Electronic Classroom of Tomorrow, 8th Dist. Nos. 95022, 95287, 2012-Ohio-1185,
“Under Civ.R. 8(C), a defendant is required to affirmatively set forth matters that will
effectively preclude a finding of liability on the part of the defendant. Failure to raise
such defenses in a responsive pleading or motion will constitute a waiver of those
defenses. Statutory immunity is an affirmative defense, and if it is not raised in a timely
fashion, it is waived. State ex rel. Koren v. Grogan, 68 Ohio St.3d 590, 594, 629 N.E.2d
446 (1994), Civ.R. 8(C); Civ.R. 12(H). Further, even if immunity is asserted as an
affirmative defense in a defendant's answer, it still must be asserted in the motion for
summary judgment. Leibson v. Ohio Dept. of Mental Retardation & Developmental
Disabilities, 84 Ohio App.3d 751, 761, 618 N.E.2d 232 (8th Dist.1992). However, a
summary judgment motion is not the proper format in which to raise an affirmative
defense for the first time in a case. Mossa v. W. Credit Union, Inc., 84 Ohio App.3d 177,
181, 616 N.E.2d 571 (10th Dist.1992). Affirmative defenses cannot be asserted for the
first time in a motion for summary judgment. Carmen v. Link (1997), 119 Ohio App.3d
244, 695 N.E.2d 28.” Id at paragraph 24. See also Brown v. Lincoln Hts., 195 Ohio
App.3d 149, 2011-Ohio- 3551, 958 N.E.2d 1280 (1st Dist). In Brown, the appellant
argued that the trial court had erred in granting the appellee’s motion for summary
judgment on the issue of recreational-user immunity under R.C. 1533.181. The
appellant asserted that the appellee waived the affirmative defense of recreational-
user immunity by failing to raise the defense in its answer. The First District Court of
Appeals agreed and reversed the trial court’s grant of summary judgment on the basis
of recreational-user immunity. See also Eulrich v. Weaver Bros., Inc., 165 Ohio
App.3d 313, 2005-Ohio-5891, 846 N.E.2d 542 (3rd Dist.).

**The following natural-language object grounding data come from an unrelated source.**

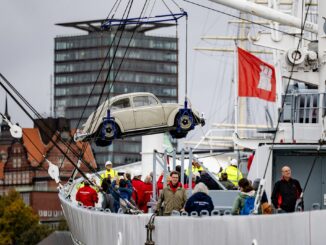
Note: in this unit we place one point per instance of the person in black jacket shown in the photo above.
(200, 200)
(286, 192)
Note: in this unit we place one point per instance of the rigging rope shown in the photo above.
(237, 17)
(286, 91)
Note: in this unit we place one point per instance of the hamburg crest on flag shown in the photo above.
(256, 77)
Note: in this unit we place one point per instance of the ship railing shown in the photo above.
(303, 108)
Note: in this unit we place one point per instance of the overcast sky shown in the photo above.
(27, 46)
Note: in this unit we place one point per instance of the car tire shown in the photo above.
(102, 143)
(176, 135)
(185, 121)
(111, 130)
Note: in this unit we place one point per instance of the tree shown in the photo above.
(17, 220)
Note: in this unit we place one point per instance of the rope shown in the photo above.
(286, 90)
(237, 17)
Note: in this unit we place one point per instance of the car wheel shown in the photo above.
(110, 130)
(102, 143)
(178, 135)
(185, 122)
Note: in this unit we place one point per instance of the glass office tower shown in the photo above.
(149, 64)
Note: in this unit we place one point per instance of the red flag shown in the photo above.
(256, 77)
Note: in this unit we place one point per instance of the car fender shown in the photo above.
(118, 122)
(172, 116)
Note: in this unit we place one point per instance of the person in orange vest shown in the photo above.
(87, 195)
(109, 171)
(234, 174)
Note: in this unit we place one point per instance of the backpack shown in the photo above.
(249, 206)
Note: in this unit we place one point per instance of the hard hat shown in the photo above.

{¶9} In the case sub judice, appellee did not raise the affirmative defense of
immunity under R.C. 2305.321 in his answer. He, therefore, could not raise such
defense for the first time in his Motion for Summary Judgment. We find, therefore, that
the trial court erred in granting appellee’s Motion for Summary Judgment.
{¶10} Appellants’ first assignment of error is, therefore, sustained. Appellants’
second assignment of error is moot.
{¶11} Accordingly, the judgment of the Knox County Court of Common Pleas is
reversed and this matter is remanded for further proceedings.
By: Baldwin, J.
Wise, P.J. and
Delaney, J. concur.
HON. CRAIG R. BALDWIN
HON. JOHN W. WISE
HON. PATRICIA A. DELANEY
CRB/dr
IN THE COURT OF APPEALS FOR KNOX COUNTY, OHIO
FIFTH APPELLATE DISTRICT
:
JAMES R. WEMER, ET. AL., :
:
Plaintiffs-Appellants : JUDGMENT ENTRY
:
:
-vs- :
: Case No. 12CA17
JOHN WALKER AKA JOHNNIE :
WALKER :
:
Defendant - Appellee :
For the reasons stated in our accompanying Opinion on file, the judgment of the
Knox County Court of Common Pleas is reversed and this matter is remanded for
further proceedings. Costs assessed to appellee.